Research by FaR in the UK, confirmed that 83% of UK agencies are already making native commitments on behalf of their clients, and the remaining 17% stated that they were going to in the near future. Currently, sponsored or native content is grabbing some 9.2% of the total display ad budget, but a recent panel of media agency directors suggested that they were increasing that to 15% in their 2015 business models.
So, in both the UK and the US, the native format will be on the shelves of all the leading ad agencies; meaning that more and more marketers are likely to be influenced to try, driven by both growing reputation and growing availability. But while that accounts for the volume, what about the quality implicit in that reputation?
Well, here too the statistics tell an amazing tale. Research by IPG found that engagement with native ads by consumers was 53% greater than for display ads, with 32% of those respondents would share that native content with people they knew would be interested.
Such success needs to be rewarded, but it needs to be rewarded in a way that truly reflects its value to the marketer. At the core of the native offer is that engagement with the consumer is greatly improved over traditional display ads.
Metric tools to date have relied on CPC, a fairly blunt measure of whether you’ve caught the consumer’s attention, and the more informative CPM, a good measure of dwell time or the stickiness of the content.
At the moment CPC and CPM are the two measures available on Google Analytics, but the sheer success of native content demands we look for another level. If the claim for native is one of consumer engagement then that is what we have to aim to measure.

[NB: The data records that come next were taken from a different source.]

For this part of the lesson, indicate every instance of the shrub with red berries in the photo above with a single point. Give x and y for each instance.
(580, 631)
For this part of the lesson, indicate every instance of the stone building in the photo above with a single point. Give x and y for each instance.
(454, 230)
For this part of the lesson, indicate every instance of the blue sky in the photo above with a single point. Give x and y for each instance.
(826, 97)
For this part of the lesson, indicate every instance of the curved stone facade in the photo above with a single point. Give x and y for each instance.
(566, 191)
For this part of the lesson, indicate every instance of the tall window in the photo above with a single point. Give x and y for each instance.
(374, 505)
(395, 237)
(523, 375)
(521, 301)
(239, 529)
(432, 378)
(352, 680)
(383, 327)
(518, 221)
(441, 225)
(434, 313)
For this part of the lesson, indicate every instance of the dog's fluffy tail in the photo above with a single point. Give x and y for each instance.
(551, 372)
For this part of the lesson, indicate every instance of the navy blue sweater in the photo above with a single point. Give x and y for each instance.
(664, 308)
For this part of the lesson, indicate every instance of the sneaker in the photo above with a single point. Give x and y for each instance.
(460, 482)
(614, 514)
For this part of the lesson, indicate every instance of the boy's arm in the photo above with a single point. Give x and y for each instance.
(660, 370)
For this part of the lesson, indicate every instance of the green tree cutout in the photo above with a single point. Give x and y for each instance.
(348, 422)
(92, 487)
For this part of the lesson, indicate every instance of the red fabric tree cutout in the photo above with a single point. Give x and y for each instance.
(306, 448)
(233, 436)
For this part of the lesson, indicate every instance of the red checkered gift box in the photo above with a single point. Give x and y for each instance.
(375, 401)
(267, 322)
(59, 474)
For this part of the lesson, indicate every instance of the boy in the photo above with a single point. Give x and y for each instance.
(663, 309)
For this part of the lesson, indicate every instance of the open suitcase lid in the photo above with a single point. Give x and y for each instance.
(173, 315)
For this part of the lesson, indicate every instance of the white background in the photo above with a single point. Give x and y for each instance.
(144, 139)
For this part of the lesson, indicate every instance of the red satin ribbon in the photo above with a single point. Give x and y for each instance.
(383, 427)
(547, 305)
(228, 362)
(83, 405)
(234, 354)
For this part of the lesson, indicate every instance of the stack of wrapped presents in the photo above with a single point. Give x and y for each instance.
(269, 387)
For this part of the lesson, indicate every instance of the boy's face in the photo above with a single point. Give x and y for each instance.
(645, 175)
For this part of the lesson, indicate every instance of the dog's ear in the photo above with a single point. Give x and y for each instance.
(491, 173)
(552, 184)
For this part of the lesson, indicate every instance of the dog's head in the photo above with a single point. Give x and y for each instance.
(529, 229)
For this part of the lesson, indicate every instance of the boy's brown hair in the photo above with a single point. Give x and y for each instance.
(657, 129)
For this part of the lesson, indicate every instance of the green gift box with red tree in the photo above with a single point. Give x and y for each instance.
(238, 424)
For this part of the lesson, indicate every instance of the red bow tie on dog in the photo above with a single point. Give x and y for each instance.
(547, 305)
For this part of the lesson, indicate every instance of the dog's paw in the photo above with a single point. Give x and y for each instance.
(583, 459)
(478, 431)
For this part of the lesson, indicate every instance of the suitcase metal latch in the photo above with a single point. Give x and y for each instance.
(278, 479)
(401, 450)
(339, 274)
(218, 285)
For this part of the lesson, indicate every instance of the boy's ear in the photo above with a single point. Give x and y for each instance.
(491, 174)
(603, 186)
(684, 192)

Native is a particularly good format to bury opportunities to engage throughout the content, whether in the form of video, games or access to relevant sub-content. Consumer response to each of these opportunities is a pretty good indicator of how robust engagement is throughout the content.
The data coming out of these measures not only helps to build the success of native content, but also helps us to improve the quality of the content we offer. It’s a win-win development; but then that’s the story of native advertising.